The generally recommended number of daily steps for adults to gain health benefits is around 7,000 to 10,000 steps per day. Research suggests that taking at least 7,000 steps daily can significantly reduce the risk of mortality and various diseases, with some evidence that health benefits continue up to 10,000 steps. Even smaller increases in step count from a low baseline still contribute positively to health.
Key Recommendations
- 7,000 steps per day: A more attainable and effective target for reducing risk of death, heart disease, and dementia compared to walking only 2,000 steps a day.

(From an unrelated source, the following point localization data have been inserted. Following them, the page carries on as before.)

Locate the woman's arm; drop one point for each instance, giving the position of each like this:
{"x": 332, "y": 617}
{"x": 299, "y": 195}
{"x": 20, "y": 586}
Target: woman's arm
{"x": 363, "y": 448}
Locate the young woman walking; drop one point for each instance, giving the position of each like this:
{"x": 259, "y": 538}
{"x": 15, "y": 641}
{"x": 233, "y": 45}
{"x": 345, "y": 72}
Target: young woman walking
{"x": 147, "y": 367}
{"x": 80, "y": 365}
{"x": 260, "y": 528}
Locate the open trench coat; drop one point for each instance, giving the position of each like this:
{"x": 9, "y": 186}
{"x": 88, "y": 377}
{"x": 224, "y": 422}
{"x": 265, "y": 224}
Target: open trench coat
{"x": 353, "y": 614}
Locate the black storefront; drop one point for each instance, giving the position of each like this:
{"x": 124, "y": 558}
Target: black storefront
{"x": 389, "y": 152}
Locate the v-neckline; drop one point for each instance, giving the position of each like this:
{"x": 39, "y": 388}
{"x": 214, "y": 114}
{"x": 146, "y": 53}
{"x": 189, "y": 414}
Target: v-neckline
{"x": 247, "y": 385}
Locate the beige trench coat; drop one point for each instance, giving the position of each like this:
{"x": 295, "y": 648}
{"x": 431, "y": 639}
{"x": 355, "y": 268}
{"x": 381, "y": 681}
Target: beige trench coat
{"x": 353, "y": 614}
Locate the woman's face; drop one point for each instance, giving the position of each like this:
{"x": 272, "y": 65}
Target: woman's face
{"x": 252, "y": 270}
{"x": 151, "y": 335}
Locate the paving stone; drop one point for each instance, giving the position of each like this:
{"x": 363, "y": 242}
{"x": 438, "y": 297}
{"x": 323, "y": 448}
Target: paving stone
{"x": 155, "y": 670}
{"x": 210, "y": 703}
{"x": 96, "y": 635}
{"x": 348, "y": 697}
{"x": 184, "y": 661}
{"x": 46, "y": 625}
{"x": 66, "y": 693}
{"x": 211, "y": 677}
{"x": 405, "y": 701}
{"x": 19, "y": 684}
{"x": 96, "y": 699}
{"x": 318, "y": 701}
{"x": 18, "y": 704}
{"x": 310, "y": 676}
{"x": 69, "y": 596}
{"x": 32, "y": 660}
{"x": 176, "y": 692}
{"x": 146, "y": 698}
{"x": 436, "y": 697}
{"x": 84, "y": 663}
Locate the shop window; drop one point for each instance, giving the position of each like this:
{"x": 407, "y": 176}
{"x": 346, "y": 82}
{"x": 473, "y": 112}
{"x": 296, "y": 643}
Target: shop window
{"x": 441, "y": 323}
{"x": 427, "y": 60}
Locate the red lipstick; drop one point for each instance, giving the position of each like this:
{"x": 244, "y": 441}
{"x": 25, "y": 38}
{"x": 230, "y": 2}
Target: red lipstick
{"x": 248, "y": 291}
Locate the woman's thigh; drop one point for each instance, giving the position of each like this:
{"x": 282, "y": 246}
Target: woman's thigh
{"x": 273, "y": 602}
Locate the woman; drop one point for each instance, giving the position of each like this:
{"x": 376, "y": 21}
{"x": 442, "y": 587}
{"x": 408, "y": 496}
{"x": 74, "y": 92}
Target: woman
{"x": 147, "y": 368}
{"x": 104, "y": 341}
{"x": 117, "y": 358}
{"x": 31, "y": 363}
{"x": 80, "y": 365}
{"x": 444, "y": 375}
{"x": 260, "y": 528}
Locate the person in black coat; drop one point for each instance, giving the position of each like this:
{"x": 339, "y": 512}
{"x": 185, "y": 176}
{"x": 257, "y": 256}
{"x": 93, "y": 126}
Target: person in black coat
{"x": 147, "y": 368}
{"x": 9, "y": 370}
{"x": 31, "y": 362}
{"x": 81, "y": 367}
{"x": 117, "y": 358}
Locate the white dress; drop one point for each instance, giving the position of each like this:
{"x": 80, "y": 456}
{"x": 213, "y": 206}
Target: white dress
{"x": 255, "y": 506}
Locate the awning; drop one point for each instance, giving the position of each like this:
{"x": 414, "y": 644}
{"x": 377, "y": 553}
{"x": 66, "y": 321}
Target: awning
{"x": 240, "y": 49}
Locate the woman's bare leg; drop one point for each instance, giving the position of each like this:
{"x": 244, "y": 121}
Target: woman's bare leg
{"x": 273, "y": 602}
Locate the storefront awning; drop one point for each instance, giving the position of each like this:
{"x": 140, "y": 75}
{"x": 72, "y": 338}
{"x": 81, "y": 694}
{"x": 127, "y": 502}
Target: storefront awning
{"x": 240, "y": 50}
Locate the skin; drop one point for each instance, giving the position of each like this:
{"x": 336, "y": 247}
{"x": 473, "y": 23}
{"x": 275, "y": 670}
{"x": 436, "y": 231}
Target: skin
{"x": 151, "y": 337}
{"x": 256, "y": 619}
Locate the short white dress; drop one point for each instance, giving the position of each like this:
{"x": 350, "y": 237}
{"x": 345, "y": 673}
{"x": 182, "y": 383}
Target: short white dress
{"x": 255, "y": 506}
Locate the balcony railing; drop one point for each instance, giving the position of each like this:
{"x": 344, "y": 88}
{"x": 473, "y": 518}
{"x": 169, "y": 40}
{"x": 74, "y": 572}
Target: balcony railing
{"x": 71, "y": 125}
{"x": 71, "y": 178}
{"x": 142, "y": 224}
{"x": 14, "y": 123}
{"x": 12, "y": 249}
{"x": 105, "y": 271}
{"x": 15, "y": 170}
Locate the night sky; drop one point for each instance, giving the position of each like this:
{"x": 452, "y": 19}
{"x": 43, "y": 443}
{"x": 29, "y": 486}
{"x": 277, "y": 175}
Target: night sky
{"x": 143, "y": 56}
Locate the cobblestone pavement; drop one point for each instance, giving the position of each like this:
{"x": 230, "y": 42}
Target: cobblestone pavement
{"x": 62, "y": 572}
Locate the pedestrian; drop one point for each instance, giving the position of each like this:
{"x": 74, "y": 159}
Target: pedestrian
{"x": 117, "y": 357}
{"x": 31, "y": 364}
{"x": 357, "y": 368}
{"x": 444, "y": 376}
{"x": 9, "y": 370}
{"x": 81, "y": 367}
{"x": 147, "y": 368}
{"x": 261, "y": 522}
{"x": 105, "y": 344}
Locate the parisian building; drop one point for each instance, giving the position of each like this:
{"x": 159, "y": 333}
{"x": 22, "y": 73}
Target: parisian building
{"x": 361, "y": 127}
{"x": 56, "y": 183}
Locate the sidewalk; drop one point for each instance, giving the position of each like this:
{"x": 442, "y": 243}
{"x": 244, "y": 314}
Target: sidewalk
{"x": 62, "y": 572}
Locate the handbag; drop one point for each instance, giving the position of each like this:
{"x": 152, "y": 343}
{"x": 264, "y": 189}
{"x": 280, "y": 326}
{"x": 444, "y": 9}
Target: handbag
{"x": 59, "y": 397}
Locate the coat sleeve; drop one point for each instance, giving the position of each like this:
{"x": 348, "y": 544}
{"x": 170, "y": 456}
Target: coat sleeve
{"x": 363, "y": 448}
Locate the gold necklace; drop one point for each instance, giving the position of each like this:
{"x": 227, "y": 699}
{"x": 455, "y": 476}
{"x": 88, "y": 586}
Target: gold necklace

- 7,000 to 10,000 steps per day: This range is often cited as the sweet spot for longevity and overall health for adults under 60 years old.
- Older adults (60+ years): Around 6,000 to 8,000 steps per day may be sufficient to see significant health benefits.
- Start low and increase gradually: Any increase from very low step counts (below 2,000) is beneficial, and adding about 1,000 steps more per day over time can improve health.
Practical Notes
- The traditional goal of 10,000 steps comes from a mix of marketing and some studies but the science shows health benefits begin at a lower, more achievable level of around 7,000 steps.
- Walking intensity (pace) is less important than overall step volume for reducing mortality risk.
- Incorporate walking into daily routines in small ways to reach these targets comfortably.
In summary, aiming for at least 7,000 steps per day is a good general goal, with up to 10,000 steps for additional benefits if possible. For those less active, even smaller increases in steps will provide health advantages.